Data retrieval for semantic enrichment/processing and semantic indexes for domain specific data retrieval
Deliverable D5.2
- Deliverable Nr Title: D5.2 Data retrieval for semantic enrichment/processing and semantic indexes for domain specific data retrieval
- Lead: Reto Gmür (BUAS)
- Authors: Reto Gmür (BUAS)
- Publication Level: Public
- Project (Title/Number): Fusepool P3 (609696)
- Work Package / Task: WP5 / T5.3 & T5.4
- Responsible person and project partner: Reto Gmür (BUAS)
- Andrey Bratus (Spazio)
- Milos Jovanovik (OGL)
Fusepool-P3-D5.2
This document contains material copyright by certain Fusepool P3 consortium parties.
This work is licensed under the Creative Commons Attribution 4.0 International License. To view a copy of this license, visit http://creativecommons.org/licenses/by/4.0/.
This deliverable covers the interaction of Fusepool P3 with external non-human resources and actors. It is thematically and technologically adjacent on one side to D4.1 which covers the interaction with human users and which uses the services provided by this deliverable and on the other side with D5.3 which provides the generic data storage/access RDF API and is a constituent part of the P3 Platform Architecture (D5.1).
The data retrieval for semantic enrichment supports both components delivering the data to the platform, notably GUI components allowing to upload files as well as components harvesting data from external sites. The data retrieval is tightly integrated with the data transformation components provided by Work Package 2 which uses the same RESTful RDF API as the components performing the semantic enrichment provided by Work Package 3.
The components involved are tightly integrated in that they provide a single entry points hiding away all the complexity of the various processing steps. On the other hand the components are loosely coupled which does not just improve stability and flexibility, but also greatly enhance debugging possibilities by having a very small set of well defined and monitorable points of interactions. Throughout the refinement, enrichment and processing life cycle the data passes interfaces defined by the P3 Transformer API that allow to monitor the state of the processing so that corrective measures can be taken if needed.
With T5.4 this deliverable comprises the provision of application level retrieval and query services.
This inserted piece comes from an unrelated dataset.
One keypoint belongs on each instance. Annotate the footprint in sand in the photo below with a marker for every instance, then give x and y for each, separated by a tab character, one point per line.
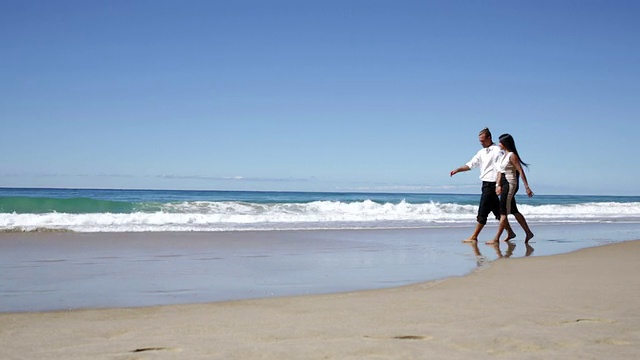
155	349
608	321
401	337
As specified by the Platform Architecture wherever possible the interaction between data consuming and the data-storing components shall follow standard protocols and interaction patterns, most notably the ones defined by the Linked Data Platform Specification [LDP]. The architecture foresees T5.4 components to allow some application specific access interfaces provided by services interacting directly with the underlying triple store as opposed to using the standard interactions APIs. As shown by D4.1 the generic API did not needed to be extended with non-standard custom interfaces to accommodate the requirements of the client components. In one case however it was necessary to switch from the originally envisaged LDP interaction model to the SPARQL query language and protocol as this offered a far better performance. The fact that no specific interfaces needed to be introduced proves the versatility of the chosen standard protocols and greatly increases flexibility as well as protection of the investments of the organizations deploying the P3 platform as it allows them to freely choose between standard compliant backends.
Acronym/Abbreviation | Description |
---|---|
DoW | Description of Work |
API | Application Programming Interface |
LDP | Linked data platform |
LDPC | Linked data platform Container |
PHP | PHP hypertext Preprocessor |
RDF | Resource Description Framework |
REST | Representational State Transfer |
SPARQL | SPARQL Protocol And RDF Query Language |
The purpose of this deliverable is to provide tools both for the data retrieval, i.e. allow to retrieve the data that shall be semantically enriched, as well as for the services providing domain/application level views on datasets.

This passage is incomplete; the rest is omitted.